The specific technology matters here. Five Iron isn’t putting in consumer-grade units. They’re installing Trackman — the same launch monitor that lives on PGA Tour driving ranges. Trackman 4 units use dual radar technology (a face-on unit and a follow-through unit) to measure every dimension of ball flight and club delivery. They’re accurate to within fractions of a percent on ball speed and launch angle. They’re also about $20,000 per unit.

That’s the choice these venues make. They could save $15,000 per bay by going with a consumer unit. They don’t. Because when a guy who’s never hit a golf ball in his life steps into a Five Iron, his first impression is determined by whether the sim feels real. And nothing feels more real than Trackman data matched to a properly calibrated screen and projector setup.

The courses matter too. Five Iron’s roster includes Royal Birkdale (hosting The Open next month), Pebble Beach, and 300-plus other courses worldwide. For the casual golfer, playing Royal Birkdale on a Tuesday night is a selling point. For the serious golfer who travels, it’s genuinely useful practice — knowing the course before you walk it.

What This Means for Home Sim Owners

This might seem like a commercial real estate story that has nothing to do with the garage you’re planning to turn into a sim room. But it actually matters for you.

Every time a Five Iron or a Golf Lounge 18 or a PGA Tour Superstore simulator bay opens, it does two things for the home market — and I wrote about the broader sim facility boom if you want the full picture.

One, it normalizes the experience. More people try sim golf, more people want it at home, more people search for how to build a golf simulator. The rising tide lifts every enclosure manufacturer, every launch monitor maker, every software platform. The more commercial sims there are, the bigger the home market gets.

Two, it drives technology competition. Commercial venues push for better accuracy, better graphics, better integration. Trackman, Full Swing, and Uneekor compete on who can land the next Five Iron contract. That competition trickles down into consumer products. The Garmin R10 exists because the market for home golf got big enough to justify a $599 launch monitor. The market got that big in part because places like Five Iron proved there was demand.

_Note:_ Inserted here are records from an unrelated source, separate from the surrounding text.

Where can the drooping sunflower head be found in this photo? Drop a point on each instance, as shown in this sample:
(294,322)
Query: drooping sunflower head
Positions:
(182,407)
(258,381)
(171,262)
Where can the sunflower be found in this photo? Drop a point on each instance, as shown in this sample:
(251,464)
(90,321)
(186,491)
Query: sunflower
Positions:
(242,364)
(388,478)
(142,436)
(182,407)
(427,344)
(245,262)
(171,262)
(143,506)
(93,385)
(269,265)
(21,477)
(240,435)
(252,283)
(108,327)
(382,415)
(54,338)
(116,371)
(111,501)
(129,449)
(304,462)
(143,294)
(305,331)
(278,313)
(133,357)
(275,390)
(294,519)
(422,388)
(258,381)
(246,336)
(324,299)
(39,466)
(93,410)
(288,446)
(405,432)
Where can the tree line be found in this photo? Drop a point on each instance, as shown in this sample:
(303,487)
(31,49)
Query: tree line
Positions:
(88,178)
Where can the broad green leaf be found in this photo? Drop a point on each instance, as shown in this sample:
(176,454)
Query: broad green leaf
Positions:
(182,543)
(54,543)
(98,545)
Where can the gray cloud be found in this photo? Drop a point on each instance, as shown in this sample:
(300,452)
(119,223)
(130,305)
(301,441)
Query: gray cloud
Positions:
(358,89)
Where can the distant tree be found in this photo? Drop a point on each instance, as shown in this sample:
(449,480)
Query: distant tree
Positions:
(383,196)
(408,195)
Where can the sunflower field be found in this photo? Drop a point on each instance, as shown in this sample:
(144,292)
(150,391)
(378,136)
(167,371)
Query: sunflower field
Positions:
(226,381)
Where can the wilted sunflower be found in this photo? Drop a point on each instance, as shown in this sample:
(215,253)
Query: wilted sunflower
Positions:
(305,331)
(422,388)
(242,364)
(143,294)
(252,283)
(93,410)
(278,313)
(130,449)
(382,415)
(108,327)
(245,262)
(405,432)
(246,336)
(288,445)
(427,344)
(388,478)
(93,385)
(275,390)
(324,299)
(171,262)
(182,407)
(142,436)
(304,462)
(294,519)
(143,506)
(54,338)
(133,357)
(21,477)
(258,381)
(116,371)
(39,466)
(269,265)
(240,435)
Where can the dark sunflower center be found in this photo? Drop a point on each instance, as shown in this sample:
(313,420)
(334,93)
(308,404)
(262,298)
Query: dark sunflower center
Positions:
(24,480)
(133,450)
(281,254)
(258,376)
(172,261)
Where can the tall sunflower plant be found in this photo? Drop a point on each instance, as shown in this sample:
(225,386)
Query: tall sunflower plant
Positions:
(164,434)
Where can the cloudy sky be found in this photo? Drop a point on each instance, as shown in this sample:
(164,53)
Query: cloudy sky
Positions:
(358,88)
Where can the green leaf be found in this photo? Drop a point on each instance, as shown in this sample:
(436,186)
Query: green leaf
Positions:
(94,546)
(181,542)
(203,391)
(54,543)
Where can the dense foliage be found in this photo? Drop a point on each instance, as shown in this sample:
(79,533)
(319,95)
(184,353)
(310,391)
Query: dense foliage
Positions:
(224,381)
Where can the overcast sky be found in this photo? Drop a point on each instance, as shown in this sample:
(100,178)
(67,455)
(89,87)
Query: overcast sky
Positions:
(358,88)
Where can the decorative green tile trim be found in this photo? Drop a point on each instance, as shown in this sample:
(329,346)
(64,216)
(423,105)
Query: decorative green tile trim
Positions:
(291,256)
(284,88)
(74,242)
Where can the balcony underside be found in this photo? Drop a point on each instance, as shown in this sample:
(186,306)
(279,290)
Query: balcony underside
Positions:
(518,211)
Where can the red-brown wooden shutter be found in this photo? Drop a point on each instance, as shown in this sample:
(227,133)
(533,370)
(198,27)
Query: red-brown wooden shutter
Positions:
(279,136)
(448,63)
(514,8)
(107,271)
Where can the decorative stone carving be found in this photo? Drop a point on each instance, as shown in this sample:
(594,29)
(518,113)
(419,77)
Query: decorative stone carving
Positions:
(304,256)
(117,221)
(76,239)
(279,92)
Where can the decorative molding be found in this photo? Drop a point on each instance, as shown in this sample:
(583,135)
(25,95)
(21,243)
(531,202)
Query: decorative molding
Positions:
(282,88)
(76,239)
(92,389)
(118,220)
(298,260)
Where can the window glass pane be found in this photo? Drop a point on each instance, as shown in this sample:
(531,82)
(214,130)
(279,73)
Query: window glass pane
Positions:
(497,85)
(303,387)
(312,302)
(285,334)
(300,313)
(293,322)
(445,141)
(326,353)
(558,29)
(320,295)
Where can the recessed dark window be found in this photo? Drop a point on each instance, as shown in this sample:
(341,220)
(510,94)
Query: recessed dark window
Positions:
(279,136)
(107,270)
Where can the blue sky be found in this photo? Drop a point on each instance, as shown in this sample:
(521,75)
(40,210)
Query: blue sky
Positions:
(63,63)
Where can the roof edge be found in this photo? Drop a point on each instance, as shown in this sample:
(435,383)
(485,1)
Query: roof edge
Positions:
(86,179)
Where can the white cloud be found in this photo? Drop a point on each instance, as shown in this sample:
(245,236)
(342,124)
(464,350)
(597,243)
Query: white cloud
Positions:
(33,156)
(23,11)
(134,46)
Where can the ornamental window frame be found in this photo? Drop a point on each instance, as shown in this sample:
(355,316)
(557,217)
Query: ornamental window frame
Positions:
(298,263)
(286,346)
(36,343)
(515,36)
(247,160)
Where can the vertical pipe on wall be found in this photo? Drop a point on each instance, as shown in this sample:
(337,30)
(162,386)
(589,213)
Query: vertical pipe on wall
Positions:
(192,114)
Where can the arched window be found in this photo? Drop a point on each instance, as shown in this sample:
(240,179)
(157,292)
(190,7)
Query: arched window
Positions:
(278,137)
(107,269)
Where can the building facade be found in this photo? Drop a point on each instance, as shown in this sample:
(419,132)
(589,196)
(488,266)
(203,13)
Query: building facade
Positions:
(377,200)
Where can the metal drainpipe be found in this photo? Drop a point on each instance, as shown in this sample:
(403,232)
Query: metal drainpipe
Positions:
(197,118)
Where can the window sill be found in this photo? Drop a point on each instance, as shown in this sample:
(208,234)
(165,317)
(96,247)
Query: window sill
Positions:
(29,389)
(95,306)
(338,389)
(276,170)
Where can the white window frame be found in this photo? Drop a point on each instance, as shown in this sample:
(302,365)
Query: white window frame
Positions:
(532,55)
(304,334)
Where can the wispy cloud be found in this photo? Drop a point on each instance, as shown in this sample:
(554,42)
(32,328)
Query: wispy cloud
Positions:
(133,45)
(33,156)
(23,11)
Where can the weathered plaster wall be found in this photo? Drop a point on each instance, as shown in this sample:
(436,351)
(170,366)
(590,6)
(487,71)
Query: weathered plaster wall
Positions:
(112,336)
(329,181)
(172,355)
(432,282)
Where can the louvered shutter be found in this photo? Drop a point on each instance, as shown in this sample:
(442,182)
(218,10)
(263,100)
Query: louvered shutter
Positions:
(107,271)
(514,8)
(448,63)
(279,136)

The Norwalk opening is scheduled for August 2026. If you’re in Connecticut and you’ve been curious about sim golf but didn’t want to drop $3,000 on a home setup just to try it, this is your low-risk entry point. Walk in, pay for a bay, hit some balls, see if it’s for you. If it is, you’ll know exactly what to build. If it isn’t, you had a drink and a laugh and you’re out $40.

Either way, the fact that Five Iron thinks Connecticut can support 10 more Trackman bays tells you everything you need to know about where this industry is headed.